Ardagh announced the closure of a glass production facility in Houston oriented to the beer market and the indefinite curtailment of one in Seattle that services wine bottles customers. A total of 464 total employees are set to be impacted by layoffs.
An Ardagh Glass Packaging-North America spokesperson said the company sent a Texas WARN notice Monday regarding the Houston closure, which will affect 220 workers.
“After reviewing current beer market conditions, we have announced the closure of our Houston, Texas, glass production facility, effective July 2024. The affected customer base will be supplied from Ardagh’s remaining glass manufacturing facilities across the U.S.,” the company said in a statement emailed from Gina Behrman, vice president of marketing, communications and new product development at Ardagh Glass Packaging-North America. Ardagh acquired the Houston glass production site from Anheuser-Busch in 2021.
Separately, the company is at least temporarily laying off another 244 employees as it halts production at a Seattle facility, according to a Washington WARN notice. The company says it is indefinitely curtailing production there, meaning layoffs could exceed six months, though some of those employees “will remain actively employed for some period of time.” If market conditions change, Ardagh says it will consider restarting production at this site.
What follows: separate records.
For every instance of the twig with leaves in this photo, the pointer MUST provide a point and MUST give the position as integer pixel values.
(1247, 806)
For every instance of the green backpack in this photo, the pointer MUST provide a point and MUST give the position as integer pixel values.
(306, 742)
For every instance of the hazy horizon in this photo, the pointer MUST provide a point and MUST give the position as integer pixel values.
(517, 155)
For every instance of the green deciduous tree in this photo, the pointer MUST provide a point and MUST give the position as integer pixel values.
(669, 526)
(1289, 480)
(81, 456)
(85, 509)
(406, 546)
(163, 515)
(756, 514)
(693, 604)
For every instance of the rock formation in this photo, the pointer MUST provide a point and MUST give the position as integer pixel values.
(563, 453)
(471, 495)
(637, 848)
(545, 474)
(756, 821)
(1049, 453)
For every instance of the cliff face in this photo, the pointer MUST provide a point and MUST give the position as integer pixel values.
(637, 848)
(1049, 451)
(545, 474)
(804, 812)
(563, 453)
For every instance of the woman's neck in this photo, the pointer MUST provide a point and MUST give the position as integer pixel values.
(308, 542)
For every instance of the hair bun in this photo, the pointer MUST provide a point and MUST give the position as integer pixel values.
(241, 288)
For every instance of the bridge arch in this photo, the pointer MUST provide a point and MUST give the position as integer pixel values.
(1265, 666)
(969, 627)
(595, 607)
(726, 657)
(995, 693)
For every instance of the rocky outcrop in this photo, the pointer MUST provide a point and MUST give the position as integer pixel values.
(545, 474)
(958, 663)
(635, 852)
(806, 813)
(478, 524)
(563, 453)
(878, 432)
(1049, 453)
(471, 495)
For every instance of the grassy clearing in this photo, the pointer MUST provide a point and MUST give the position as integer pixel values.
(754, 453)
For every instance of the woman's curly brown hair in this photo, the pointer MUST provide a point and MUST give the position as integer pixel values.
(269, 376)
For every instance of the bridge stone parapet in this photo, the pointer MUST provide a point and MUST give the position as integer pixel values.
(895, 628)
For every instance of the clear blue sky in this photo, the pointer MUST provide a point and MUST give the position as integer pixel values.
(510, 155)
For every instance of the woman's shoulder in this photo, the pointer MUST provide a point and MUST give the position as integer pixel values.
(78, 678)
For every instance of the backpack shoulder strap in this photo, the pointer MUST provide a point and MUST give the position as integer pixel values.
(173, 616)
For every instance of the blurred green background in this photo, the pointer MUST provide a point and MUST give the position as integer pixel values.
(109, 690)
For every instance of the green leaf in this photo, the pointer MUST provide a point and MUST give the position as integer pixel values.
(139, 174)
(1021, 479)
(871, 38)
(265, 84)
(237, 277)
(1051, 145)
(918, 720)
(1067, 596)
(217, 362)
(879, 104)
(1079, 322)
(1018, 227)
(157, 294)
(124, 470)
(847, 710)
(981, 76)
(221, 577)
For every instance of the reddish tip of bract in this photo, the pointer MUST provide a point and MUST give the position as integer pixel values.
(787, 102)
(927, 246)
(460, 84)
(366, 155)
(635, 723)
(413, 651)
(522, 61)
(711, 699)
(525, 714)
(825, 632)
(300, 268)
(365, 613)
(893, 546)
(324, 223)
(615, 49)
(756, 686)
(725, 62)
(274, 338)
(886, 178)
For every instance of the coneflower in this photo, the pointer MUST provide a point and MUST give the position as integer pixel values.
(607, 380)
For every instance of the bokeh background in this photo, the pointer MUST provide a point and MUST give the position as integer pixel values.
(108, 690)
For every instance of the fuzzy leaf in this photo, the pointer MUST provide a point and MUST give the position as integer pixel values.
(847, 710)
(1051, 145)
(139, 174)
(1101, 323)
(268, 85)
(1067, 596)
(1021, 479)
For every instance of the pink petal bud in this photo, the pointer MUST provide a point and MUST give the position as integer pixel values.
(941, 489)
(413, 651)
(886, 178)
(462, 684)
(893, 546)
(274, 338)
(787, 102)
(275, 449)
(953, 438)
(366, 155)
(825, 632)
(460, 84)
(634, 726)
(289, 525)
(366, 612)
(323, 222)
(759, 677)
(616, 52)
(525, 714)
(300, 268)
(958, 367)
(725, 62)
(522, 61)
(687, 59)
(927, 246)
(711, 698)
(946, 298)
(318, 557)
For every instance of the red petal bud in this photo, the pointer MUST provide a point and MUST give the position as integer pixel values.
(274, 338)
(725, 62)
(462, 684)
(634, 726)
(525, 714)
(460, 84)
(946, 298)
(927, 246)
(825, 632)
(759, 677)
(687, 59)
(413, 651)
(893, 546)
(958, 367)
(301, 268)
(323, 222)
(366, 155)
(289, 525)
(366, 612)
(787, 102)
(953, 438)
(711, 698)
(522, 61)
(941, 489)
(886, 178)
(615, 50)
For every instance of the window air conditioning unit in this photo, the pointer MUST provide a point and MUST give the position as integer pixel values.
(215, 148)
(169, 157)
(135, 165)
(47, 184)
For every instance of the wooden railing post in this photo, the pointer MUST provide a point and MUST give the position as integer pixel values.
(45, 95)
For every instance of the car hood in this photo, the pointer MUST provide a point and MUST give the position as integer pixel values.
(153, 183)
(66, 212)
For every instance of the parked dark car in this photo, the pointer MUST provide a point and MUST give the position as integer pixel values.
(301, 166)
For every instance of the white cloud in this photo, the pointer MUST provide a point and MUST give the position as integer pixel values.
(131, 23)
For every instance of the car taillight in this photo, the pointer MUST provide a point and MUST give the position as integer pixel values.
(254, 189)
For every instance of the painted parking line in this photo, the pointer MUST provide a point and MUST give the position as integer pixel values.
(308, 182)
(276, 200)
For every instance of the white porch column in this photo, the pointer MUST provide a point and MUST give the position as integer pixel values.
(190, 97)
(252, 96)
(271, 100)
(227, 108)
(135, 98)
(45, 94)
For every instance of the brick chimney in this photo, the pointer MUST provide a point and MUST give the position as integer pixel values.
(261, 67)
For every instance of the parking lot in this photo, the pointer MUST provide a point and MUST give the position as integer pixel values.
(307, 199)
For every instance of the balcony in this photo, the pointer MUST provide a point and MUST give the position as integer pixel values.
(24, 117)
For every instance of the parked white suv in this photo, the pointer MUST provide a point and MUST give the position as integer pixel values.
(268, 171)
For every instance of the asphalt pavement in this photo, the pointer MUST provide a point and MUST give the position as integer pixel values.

The dismissals at the wine bottle manufacturing plant are expected to begin July 1, according to the notice filed on June 17. “At this time, Ardagh’s remaining U.S. production network will allow us to continue to provide our existing and prospective wine customers with high quality American-made glass packaging,” the company said in a statement.
“As a result of ongoing pressure from low-priced imports from China, Chile and Mexico, and market conditions, Ardagh Glass Packaging-North America continues to face demand challenges for its U.S.-produced glass,” the company said in its statement. Ardagh petitioned U.S. trade regulators late last year to investigate wine bottle imports from China and other countries. Earlier this month, the U.S. Department of Commerce issued a preliminary determination that found these products are being unfairly subsidized; a final determination on countervailing duties is expected in August.
On the beer side, Ardagh executives reported in several earnings calls that its own sales had dipped due to a beer controversy, but didn’t specifically name the brand. Last year Ardagh felt trickle-down effects when AB InBev suffered a consumer boycott of Bud Light.
The Houston and Seattle announcements follow Ardagh last year permanently closing glass plants in North Carolina and Louisiana, which affected more than 580 workers.
Outside of Houston and Seattle, Ardagh has 10 other glass production facilities in the U.S., with more concentrated in the Eastern United States, according to a company map.
Going forward, the company “remains focused on targeted investments to enhance our overall performance as a leading supplier of high quality, American-made sustainable glass packaging for the food and beverage industries.”
Ardagh Glass Packaging’s revenue in North America for the first quarter of 2024 declined about 11% year over year from $434 million to $386 million. Ardagh Group will release second quarter earnings on July 25.